Zum Weingut Markus Molitor aus Bernkastel-Wehlen muss sicher nicht mehr viel gesagt werden. Vielleicht soviel, dass der Betrieb in den letzten 30 Jahren enorm gewachsen und mit heute 38ha (1984 waren es 3ha) Anbaufläche das größte familiengeführte Weingut an der Mosel ist. Markus Molitor gehört zu jenen Winzern, die sich der Lagenthematik voll und ganz verschrieben haben. Die Erzeugung von lagentypischen, also unverwechselbaren Weinen ist das betriebliche Credo. Allerdings steht da – wie bei jedem Winzer mit größeren Lagen – das Weinbaugesetz von 1971 etwas im Weg. (Werde in den nächsten Tagen darauf bei einem Wein aus Württemberg eingehen). Der vorgestellte Wein stammt aus dem Wehlener Klosterberg, eine etwa 14ha große, nach Süden ausgerichtete Lage, die aber derzeit nicht voll bewirtschaftet wird.

Markus Molitor schreibt auf seiner Homepage: „Die Haus- und Hoflage, über unserem Weingut, rechts und links davon steil aufsteigend. Im Seitental gegenüber von Zeltingen gelegen, aber fast reine Südlage. Leichter bis mittelschwerer steiniger Schieferverwitterungsboden mit beträchtlichem Eisenanteil, daher auch mineralische und langlebige Weine mit zarter und feiner Frucht. Neben dem Riesling wachsen hier auch unsere eleganten Weißburgunder.
Die Vermarktung als „Haus Klosterberg“ bedeutet, dass es sich um den am einfachsten produzierten Pinot blanc aus der Lage Wehlener Klosterberg handelt. Auch hier werden die Trauben selektioniert, aber nicht in dem Maß, wie bei den unter dem Lagennamen direkt angebotenen Weinen. Haus Klosterberg wird im Gegenzug zu den übrigen Weinen der Lage „nur“ in einem neuen, großen Holzfass ausgebaut, alle anderen mit Stern (*) gekennzeichneten Qualitäten liegen in Barriques.

Verkostungsnotiz:
Der spontan vergorene, handgelesene Pinot blanc zeigt sich nur im großen Glas und nach ordentlich Luft von seiner kommunikativen Seite.
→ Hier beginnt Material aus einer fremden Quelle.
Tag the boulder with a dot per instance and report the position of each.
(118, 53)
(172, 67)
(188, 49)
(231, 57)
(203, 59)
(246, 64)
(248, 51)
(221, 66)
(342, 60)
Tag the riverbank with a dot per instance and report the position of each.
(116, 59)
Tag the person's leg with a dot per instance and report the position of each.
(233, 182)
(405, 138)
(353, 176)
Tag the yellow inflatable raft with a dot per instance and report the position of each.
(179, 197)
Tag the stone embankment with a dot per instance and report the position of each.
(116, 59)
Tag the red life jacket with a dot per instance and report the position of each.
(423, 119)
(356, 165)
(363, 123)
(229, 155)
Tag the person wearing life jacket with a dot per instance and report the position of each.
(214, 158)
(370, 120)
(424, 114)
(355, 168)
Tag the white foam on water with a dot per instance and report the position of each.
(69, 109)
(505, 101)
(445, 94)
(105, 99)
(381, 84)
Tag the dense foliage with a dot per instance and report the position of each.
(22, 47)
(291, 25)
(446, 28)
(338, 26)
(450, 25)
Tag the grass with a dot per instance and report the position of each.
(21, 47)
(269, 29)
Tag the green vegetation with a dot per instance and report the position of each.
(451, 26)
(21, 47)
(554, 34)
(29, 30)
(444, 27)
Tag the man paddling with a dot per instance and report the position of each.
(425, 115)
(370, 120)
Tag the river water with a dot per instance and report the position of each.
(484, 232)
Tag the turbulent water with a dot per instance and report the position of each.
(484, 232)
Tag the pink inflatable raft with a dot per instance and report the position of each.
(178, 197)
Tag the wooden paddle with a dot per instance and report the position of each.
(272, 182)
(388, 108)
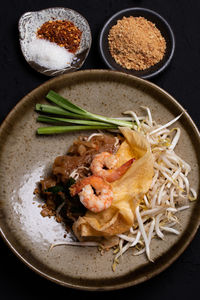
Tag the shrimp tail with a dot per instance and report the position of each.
(117, 173)
(95, 181)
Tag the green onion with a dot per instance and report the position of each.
(82, 119)
(47, 119)
(66, 104)
(63, 129)
(54, 110)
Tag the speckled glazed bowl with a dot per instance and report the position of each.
(31, 21)
(29, 156)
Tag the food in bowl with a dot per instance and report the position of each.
(120, 189)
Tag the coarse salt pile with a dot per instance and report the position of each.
(49, 55)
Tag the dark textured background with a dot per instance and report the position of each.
(181, 79)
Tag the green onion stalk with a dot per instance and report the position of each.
(82, 119)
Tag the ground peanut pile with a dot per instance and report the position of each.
(136, 43)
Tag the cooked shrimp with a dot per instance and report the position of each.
(96, 201)
(108, 160)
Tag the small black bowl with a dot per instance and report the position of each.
(160, 23)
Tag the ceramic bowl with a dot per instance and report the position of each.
(30, 235)
(31, 21)
(160, 23)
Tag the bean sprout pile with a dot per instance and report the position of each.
(169, 192)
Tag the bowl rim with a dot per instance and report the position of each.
(20, 20)
(150, 75)
(80, 74)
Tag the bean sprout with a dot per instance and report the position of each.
(156, 214)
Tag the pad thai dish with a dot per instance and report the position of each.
(120, 188)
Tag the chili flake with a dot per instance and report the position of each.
(63, 33)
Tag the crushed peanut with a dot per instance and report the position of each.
(136, 43)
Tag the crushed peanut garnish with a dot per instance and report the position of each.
(136, 43)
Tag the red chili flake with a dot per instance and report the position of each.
(63, 33)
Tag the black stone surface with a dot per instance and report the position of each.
(181, 79)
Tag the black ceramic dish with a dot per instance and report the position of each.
(160, 23)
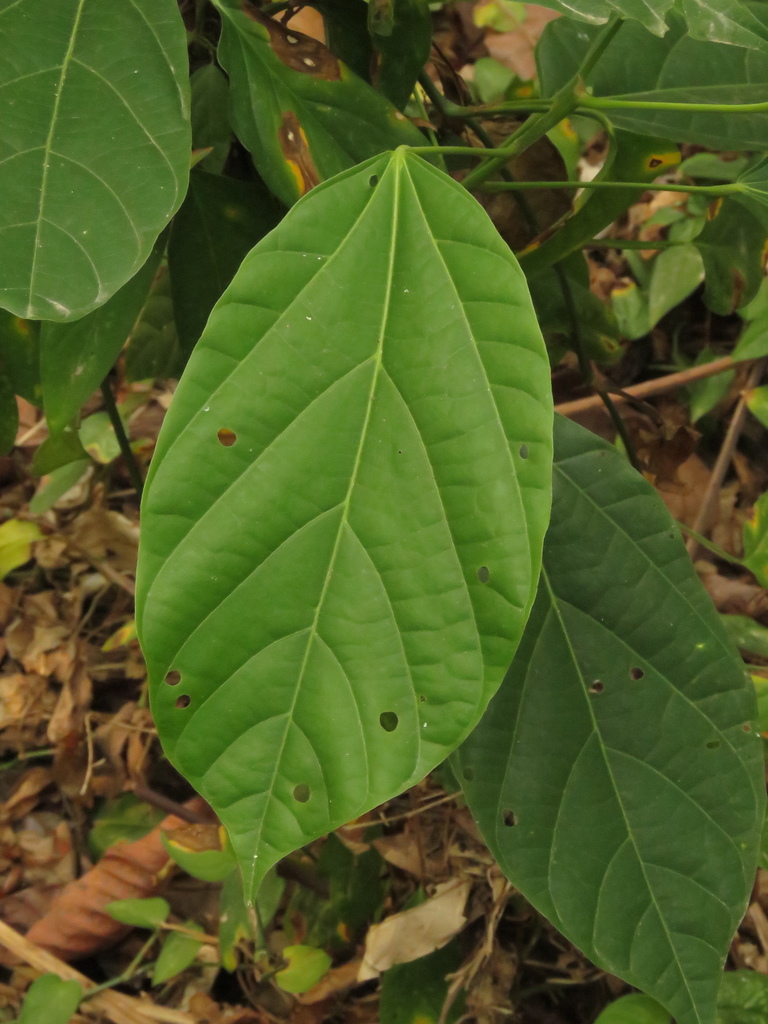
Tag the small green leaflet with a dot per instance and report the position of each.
(616, 775)
(94, 146)
(342, 523)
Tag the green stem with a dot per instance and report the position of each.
(628, 244)
(714, 548)
(714, 190)
(563, 102)
(604, 103)
(125, 445)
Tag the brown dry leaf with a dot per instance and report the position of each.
(336, 980)
(77, 925)
(411, 934)
(25, 797)
(516, 49)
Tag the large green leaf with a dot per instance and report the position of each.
(615, 776)
(76, 357)
(728, 22)
(303, 115)
(342, 523)
(94, 146)
(220, 220)
(676, 69)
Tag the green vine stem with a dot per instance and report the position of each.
(563, 102)
(125, 445)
Dann aber spielt er mit komplexer, zwischen Weinbergspfirsich und Stachelbeere grünlicher Frucht die von diesem Weingut erwarteten Noten, dazwischen heimisches von schwarzen Johannisbeeren. Etwas vegetativ phenolisch mit dominantem Eindruck von würzigem Muskat, Haselnuss und gehauchtem schwarzen Tee. Der Ausbau im neuen Holz (großer Fuder) macht sich mit Brioche und leichten Vanilletönchen dezent bemerkbar.
Am Gaumen leichter Körper; der Wein hat dennoch burgundischen Schmelz, ist aber bei weitem nicht fett. Weder eindeutig französisch, noch deutsch… Partiell spitze Säure auf der Zunge, die gesamte Erscheinung wirkt  tatsächlich etwas kantig; ein Glattschliff war hier nie gewollt! Wird auch die nächsten drei oder vier Jahre noch Spaß machen; dann aber auch geschmeidiger werden. Nach dieser Vorlage sind die “großen Brüder” eigentlich Pflicht, der hier gehört im Keller für Gäste vorgehalten.

Für ca. 9€ hier erstanden, den nächst größeren Bruder ab 15€ werde ich mir jetzt erst recht kaufen!